"mikel" <

[email protected]> wrote in message

news:

[email protected] oups.com...

> John,

>

> Actually, the LUT/ROM is replicated twice as much as I said before (18

> times 1st stage, 22 times 2nd stage). Synthesis tool was smart enough

> to reduce size of ROMs memory bits from 35840 bits to 25600 bits (there

> are few identical values inside every ROM, synthesis tool placed

> additional decoding logic for input address to reduce memory size). But

> this is still too much.

>

>> You have 20 different addresses for the 20 replications, correct?

>

> yes, I have different address for every ROM access, and I need to

> access all ROMs at the same clock cycle for performance.

>

>> Which FPGA family are you using?

>

> I want design to be generic, though I ordered Virtex 2Pro board from

> Digilent so this will be my target.

>

> Michal K
If you have 40 different 6-bit addresses for 40 different 64x14 ROMs, I

don't see how you can do better than 40instances*4LUTs*14bits = 2240 LUTs

(or 280 CLBs in your current architecture). Implementing each ROM with

fewer than 4 LUTs per bit would be possible for some 6-in-1 out functions.

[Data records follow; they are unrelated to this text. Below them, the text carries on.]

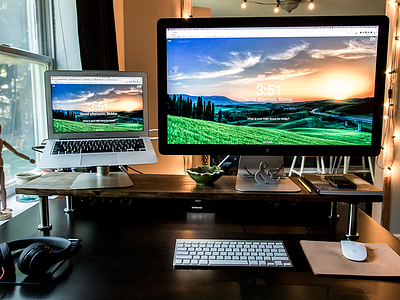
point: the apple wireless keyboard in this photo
(206, 253)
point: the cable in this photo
(2, 273)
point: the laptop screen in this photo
(97, 104)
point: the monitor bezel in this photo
(321, 150)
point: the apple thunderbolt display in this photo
(272, 86)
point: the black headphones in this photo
(39, 255)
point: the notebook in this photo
(92, 105)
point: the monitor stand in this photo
(247, 173)
(103, 179)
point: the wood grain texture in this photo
(174, 187)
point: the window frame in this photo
(46, 46)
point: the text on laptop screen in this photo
(96, 104)
(270, 86)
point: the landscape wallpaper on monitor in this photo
(271, 91)
(97, 108)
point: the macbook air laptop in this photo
(86, 106)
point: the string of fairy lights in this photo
(287, 5)
(387, 157)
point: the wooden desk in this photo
(127, 253)
(178, 187)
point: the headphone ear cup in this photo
(36, 259)
(7, 262)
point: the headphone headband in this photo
(63, 244)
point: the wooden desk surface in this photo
(127, 253)
(174, 187)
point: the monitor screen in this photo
(272, 86)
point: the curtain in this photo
(97, 38)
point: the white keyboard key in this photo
(203, 253)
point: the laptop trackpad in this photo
(99, 160)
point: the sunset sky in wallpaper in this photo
(298, 68)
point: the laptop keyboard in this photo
(96, 146)
(205, 253)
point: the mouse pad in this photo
(326, 258)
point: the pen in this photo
(305, 185)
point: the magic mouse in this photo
(354, 250)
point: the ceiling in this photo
(231, 8)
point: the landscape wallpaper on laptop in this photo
(97, 108)
(286, 91)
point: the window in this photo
(25, 53)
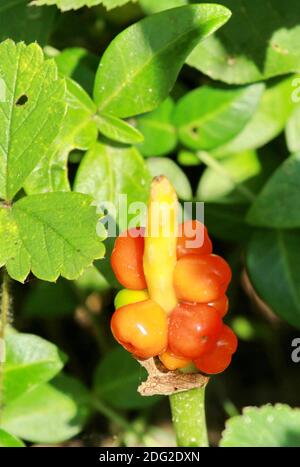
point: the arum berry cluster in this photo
(174, 299)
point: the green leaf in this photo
(268, 121)
(9, 441)
(278, 204)
(78, 131)
(273, 264)
(117, 130)
(116, 381)
(108, 171)
(167, 167)
(225, 182)
(292, 131)
(9, 235)
(79, 64)
(30, 361)
(32, 112)
(188, 158)
(50, 413)
(66, 5)
(226, 221)
(18, 22)
(259, 42)
(140, 66)
(159, 133)
(48, 243)
(266, 426)
(150, 6)
(93, 281)
(49, 301)
(209, 117)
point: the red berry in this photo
(219, 358)
(221, 304)
(141, 328)
(193, 329)
(127, 259)
(193, 239)
(201, 279)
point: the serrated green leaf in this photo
(48, 243)
(9, 235)
(158, 130)
(9, 441)
(208, 117)
(108, 171)
(32, 112)
(188, 158)
(30, 361)
(164, 166)
(117, 130)
(50, 413)
(18, 22)
(292, 131)
(226, 181)
(79, 64)
(259, 42)
(66, 5)
(78, 131)
(278, 204)
(266, 426)
(93, 281)
(226, 221)
(276, 252)
(150, 6)
(268, 121)
(140, 66)
(117, 378)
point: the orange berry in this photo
(193, 329)
(201, 279)
(127, 259)
(172, 362)
(193, 239)
(219, 358)
(221, 305)
(141, 328)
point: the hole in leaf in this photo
(194, 131)
(22, 100)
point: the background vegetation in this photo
(228, 135)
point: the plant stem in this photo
(188, 416)
(4, 314)
(214, 164)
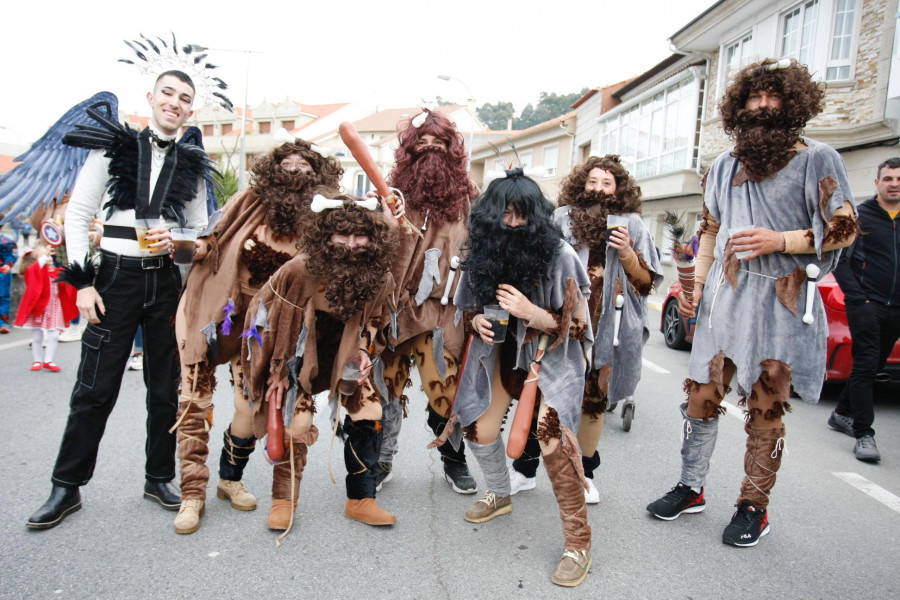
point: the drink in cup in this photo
(499, 319)
(184, 242)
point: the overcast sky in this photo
(378, 54)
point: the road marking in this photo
(654, 367)
(875, 491)
(14, 344)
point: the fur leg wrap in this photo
(697, 445)
(564, 469)
(235, 454)
(362, 449)
(193, 448)
(492, 459)
(761, 463)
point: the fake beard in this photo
(511, 256)
(350, 280)
(433, 187)
(764, 141)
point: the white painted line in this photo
(14, 344)
(654, 367)
(875, 491)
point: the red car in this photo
(679, 332)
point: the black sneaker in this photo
(383, 474)
(747, 525)
(841, 423)
(457, 475)
(681, 499)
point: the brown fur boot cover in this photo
(193, 448)
(761, 463)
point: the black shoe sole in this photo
(59, 519)
(158, 500)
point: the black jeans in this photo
(132, 296)
(874, 328)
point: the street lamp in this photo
(471, 101)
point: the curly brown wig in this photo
(590, 209)
(286, 195)
(435, 180)
(764, 138)
(352, 276)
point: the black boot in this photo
(456, 471)
(235, 454)
(362, 449)
(62, 502)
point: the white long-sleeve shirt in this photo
(90, 194)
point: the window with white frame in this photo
(551, 159)
(657, 134)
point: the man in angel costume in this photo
(322, 311)
(128, 175)
(620, 262)
(258, 232)
(515, 256)
(430, 171)
(761, 323)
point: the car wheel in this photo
(673, 327)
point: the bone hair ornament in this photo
(321, 203)
(283, 136)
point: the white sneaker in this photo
(137, 362)
(520, 483)
(592, 494)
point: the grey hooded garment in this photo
(634, 328)
(563, 368)
(747, 322)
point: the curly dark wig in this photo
(352, 276)
(286, 195)
(495, 253)
(764, 138)
(433, 179)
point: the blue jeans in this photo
(133, 296)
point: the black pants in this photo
(874, 328)
(132, 296)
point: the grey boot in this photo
(698, 443)
(492, 459)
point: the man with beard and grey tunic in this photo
(515, 256)
(621, 261)
(777, 209)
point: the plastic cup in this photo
(184, 242)
(738, 229)
(614, 221)
(499, 319)
(141, 227)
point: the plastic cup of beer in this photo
(738, 229)
(615, 221)
(141, 227)
(185, 242)
(499, 319)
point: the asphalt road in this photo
(835, 522)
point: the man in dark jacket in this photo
(869, 275)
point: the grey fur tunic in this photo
(634, 328)
(563, 368)
(748, 322)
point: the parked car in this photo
(679, 332)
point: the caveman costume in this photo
(438, 196)
(532, 264)
(319, 312)
(258, 231)
(753, 329)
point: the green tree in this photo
(496, 116)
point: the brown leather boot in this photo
(567, 477)
(761, 463)
(366, 510)
(193, 449)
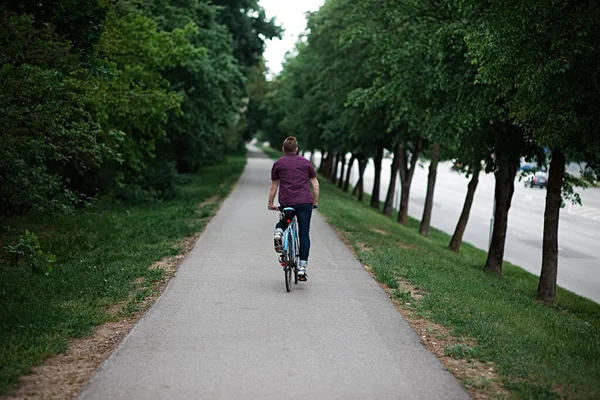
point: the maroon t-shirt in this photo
(293, 173)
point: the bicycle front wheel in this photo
(289, 264)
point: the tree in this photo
(543, 55)
(247, 22)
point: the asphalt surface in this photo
(579, 227)
(225, 328)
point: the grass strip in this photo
(540, 351)
(103, 255)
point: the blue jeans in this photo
(303, 213)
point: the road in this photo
(225, 328)
(579, 227)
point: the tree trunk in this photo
(388, 207)
(341, 179)
(426, 220)
(329, 164)
(333, 172)
(359, 188)
(348, 171)
(456, 240)
(406, 175)
(377, 181)
(505, 187)
(547, 283)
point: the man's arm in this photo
(272, 193)
(315, 184)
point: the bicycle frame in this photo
(293, 229)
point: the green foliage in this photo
(105, 98)
(105, 255)
(28, 252)
(247, 22)
(537, 350)
(49, 138)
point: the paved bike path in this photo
(225, 328)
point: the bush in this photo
(28, 252)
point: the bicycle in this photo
(290, 254)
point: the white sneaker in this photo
(302, 275)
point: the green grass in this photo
(102, 255)
(541, 352)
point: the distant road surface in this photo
(579, 228)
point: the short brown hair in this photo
(290, 144)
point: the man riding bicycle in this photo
(291, 175)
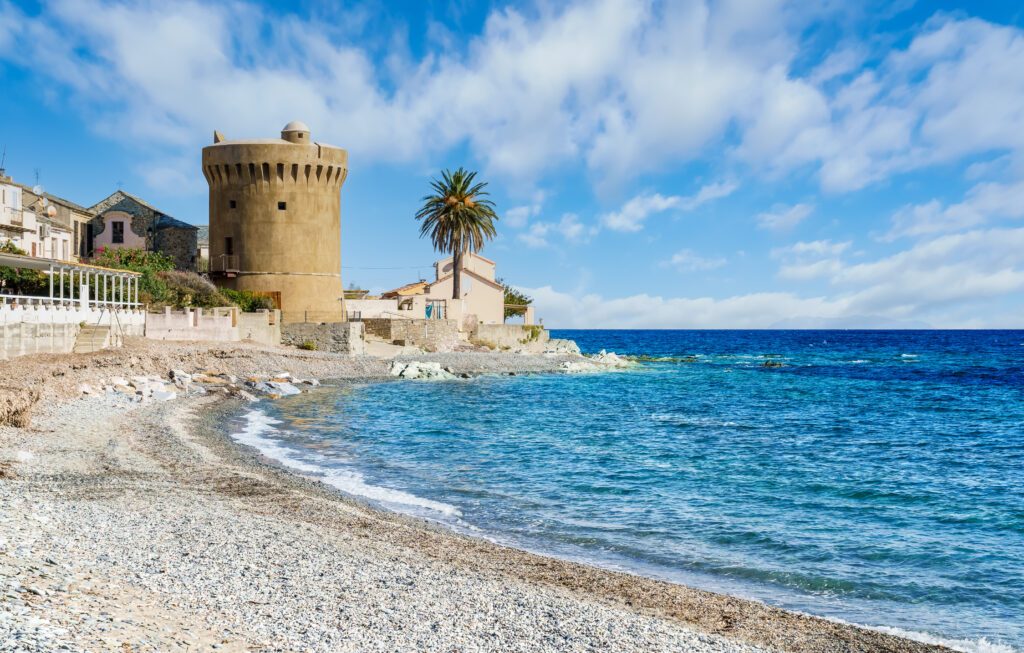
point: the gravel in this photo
(140, 526)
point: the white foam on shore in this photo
(968, 646)
(981, 645)
(258, 433)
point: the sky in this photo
(734, 164)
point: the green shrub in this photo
(189, 290)
(22, 281)
(152, 289)
(249, 301)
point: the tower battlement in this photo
(275, 220)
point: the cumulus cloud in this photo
(637, 86)
(569, 227)
(690, 261)
(635, 212)
(781, 218)
(933, 280)
(982, 204)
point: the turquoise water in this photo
(876, 477)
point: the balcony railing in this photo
(224, 263)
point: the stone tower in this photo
(275, 220)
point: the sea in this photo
(870, 477)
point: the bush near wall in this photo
(248, 301)
(22, 281)
(161, 285)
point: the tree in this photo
(458, 217)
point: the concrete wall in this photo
(472, 262)
(345, 338)
(280, 203)
(369, 308)
(480, 299)
(52, 329)
(218, 324)
(262, 327)
(208, 324)
(433, 335)
(511, 336)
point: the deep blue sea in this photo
(875, 477)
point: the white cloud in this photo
(517, 217)
(623, 87)
(810, 259)
(983, 203)
(690, 261)
(935, 281)
(635, 212)
(781, 218)
(569, 227)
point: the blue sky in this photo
(683, 164)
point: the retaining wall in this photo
(344, 338)
(217, 324)
(52, 329)
(432, 335)
(511, 336)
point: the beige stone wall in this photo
(432, 335)
(295, 250)
(510, 336)
(479, 299)
(344, 338)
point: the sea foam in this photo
(259, 431)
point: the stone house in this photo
(482, 300)
(122, 220)
(38, 223)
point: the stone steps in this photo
(92, 338)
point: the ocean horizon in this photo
(865, 476)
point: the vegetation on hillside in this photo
(22, 281)
(514, 298)
(458, 217)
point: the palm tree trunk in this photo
(457, 274)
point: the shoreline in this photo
(171, 463)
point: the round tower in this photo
(275, 220)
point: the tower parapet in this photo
(275, 220)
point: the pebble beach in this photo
(141, 526)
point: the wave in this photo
(258, 432)
(981, 645)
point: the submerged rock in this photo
(418, 369)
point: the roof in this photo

Each ALM in the Stratix-II series (roughly equivalent but twice the LUT size

as a Xilinx slice) can provide a 64x1 ROM.

You could use a BlockRAM to provide 2 ports of 14 bits each (up to 36 bits

available) to displace 56 LUTs each. The 4.5 kbit Altera M4K blocks would

be more "efficent" since only 64 entries are needed in your application and

there are typically many more M4K blocks than BlockRAMs in equivalent A vs X

devices.

It's quite possible you could time-multiplex your 14-bit lookups at 2x, 3x,

even 4x your main design speed since the ROM lookup time as implemented in

distributed CLB SelectRAM is one LUT plus MUXF5 plus MUXF6, roughly less

than 2 levels of logic in a pipelined implementation.

The bottom line is that you have to pull out 40 unique 14-bit values. If

there is no convenient way to reduce the uniqueness, the replication has to

be there.

What does help is that each LUT or LE can give you 16 bits of ROM. Each ALM

can give you 64 bits of ROM.